The manual page also says it is designed to run without classes configured, so I would allow the traffic so that it knows you aren’t needing management and then sits idle.

  • https://eclecticlight.co/2019/07/24/studentd-and-its-self-signed-certificate-are-permanent-fixtures-in-mojave/

Unless there’s a resource issue, you have thousands of processes that run, self configure and then sleep or wait for a task. Blocking the traffic might make the daemon keep trying to connect and finish it’s run-once (or perhaps a regular check in) setup process.


On a larger stage, this design is how Unix and all of the Apple os work. They design small hardened daemons to serve narrow purposes, and often make a user account to run these behind the scenes to isolate permissions and sandbox everything cleanly. For us using the OS, I only try to manage these processes if there is a resource or usage issue.

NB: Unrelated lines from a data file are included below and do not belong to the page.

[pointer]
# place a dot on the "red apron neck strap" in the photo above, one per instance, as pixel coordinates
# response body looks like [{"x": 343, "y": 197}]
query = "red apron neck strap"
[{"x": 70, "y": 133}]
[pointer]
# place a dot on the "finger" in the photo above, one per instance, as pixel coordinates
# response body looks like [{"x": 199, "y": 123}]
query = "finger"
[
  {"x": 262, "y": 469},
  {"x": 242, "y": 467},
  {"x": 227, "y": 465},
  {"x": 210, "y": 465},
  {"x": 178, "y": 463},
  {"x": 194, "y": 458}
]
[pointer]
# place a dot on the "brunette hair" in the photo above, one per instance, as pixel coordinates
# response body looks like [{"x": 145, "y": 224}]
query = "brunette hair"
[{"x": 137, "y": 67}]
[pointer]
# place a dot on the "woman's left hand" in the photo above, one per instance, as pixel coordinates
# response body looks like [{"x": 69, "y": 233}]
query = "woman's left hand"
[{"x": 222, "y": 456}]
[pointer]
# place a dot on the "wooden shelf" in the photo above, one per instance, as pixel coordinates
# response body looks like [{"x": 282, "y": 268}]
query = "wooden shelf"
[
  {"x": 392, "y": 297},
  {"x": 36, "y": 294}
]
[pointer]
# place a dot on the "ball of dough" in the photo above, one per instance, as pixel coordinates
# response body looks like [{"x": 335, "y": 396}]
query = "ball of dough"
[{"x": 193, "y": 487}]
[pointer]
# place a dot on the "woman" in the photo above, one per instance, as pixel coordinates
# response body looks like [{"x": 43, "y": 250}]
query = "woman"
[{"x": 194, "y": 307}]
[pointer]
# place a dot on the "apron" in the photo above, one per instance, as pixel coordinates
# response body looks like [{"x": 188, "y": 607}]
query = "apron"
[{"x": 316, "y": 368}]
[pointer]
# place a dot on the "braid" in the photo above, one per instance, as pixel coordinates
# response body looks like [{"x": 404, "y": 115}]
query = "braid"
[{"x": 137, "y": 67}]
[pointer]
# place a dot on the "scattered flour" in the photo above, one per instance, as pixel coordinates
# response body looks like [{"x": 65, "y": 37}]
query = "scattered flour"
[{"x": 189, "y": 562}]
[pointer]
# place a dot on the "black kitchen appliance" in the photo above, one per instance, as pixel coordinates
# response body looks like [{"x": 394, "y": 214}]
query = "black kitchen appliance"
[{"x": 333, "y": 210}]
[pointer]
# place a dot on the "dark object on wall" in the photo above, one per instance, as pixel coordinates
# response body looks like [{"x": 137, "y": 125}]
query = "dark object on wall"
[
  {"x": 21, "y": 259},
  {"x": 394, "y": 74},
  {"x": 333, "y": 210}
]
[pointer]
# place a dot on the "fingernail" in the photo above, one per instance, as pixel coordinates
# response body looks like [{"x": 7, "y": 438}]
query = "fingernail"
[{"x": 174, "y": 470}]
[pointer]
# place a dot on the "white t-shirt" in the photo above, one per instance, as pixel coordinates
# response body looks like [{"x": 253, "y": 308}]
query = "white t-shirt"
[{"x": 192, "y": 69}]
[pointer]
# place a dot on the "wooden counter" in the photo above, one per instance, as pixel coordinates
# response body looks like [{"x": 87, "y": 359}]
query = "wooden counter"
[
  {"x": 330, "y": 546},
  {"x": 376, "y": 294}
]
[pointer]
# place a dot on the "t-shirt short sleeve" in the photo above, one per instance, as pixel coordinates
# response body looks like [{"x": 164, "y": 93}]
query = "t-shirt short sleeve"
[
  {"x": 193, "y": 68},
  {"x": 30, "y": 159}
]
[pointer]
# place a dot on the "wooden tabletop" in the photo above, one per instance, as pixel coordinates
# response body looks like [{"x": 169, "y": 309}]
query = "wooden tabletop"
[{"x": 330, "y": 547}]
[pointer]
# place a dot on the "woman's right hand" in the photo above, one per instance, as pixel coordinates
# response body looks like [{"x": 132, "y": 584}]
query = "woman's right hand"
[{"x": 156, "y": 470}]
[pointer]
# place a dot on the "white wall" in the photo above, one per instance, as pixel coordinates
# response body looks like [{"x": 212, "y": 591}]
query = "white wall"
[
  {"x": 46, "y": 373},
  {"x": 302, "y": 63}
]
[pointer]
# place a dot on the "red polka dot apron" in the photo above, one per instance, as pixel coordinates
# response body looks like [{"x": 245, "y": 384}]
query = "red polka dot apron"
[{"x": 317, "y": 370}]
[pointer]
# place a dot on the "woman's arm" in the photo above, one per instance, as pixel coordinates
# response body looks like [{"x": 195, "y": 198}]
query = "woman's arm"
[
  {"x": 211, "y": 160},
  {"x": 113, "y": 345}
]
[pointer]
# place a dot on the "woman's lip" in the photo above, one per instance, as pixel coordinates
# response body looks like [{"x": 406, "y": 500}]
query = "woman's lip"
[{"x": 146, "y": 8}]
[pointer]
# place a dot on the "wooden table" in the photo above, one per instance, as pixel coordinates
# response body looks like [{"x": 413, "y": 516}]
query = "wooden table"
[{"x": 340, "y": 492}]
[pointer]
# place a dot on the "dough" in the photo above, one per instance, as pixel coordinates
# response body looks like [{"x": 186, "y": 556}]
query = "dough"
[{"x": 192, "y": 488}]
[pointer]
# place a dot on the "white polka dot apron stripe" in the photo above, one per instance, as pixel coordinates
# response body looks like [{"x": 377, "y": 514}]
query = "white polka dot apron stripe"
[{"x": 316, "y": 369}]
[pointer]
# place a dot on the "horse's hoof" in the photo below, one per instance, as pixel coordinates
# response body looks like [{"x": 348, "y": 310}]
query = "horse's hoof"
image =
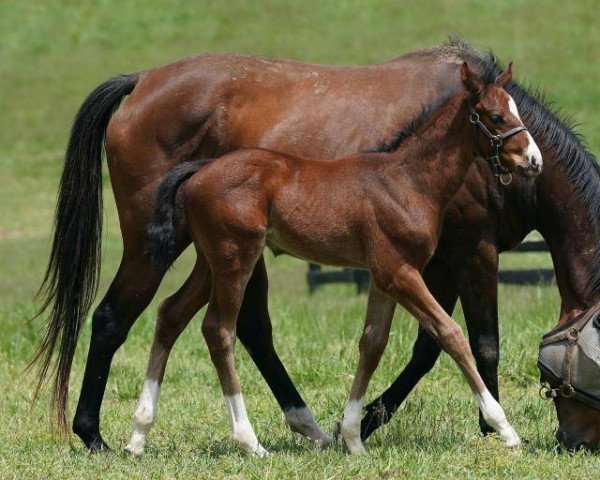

In your case, this process will connect to very specific servers, so you can know it’s talking to Apple or to your MDM server in all likelihood. We would need details to dig into that deeper by using wire shark or tcpdump to capture and analyze the traffic. Also, don’t be misled - the process could have initially been designed to manage the student log in for iPads and then the code base was used for all the OS to receive and validate MDM / security details and/or sync user data to iCloud or other network stores. If you’re interested in just shutting this process down, there may be options on some macOS to do that.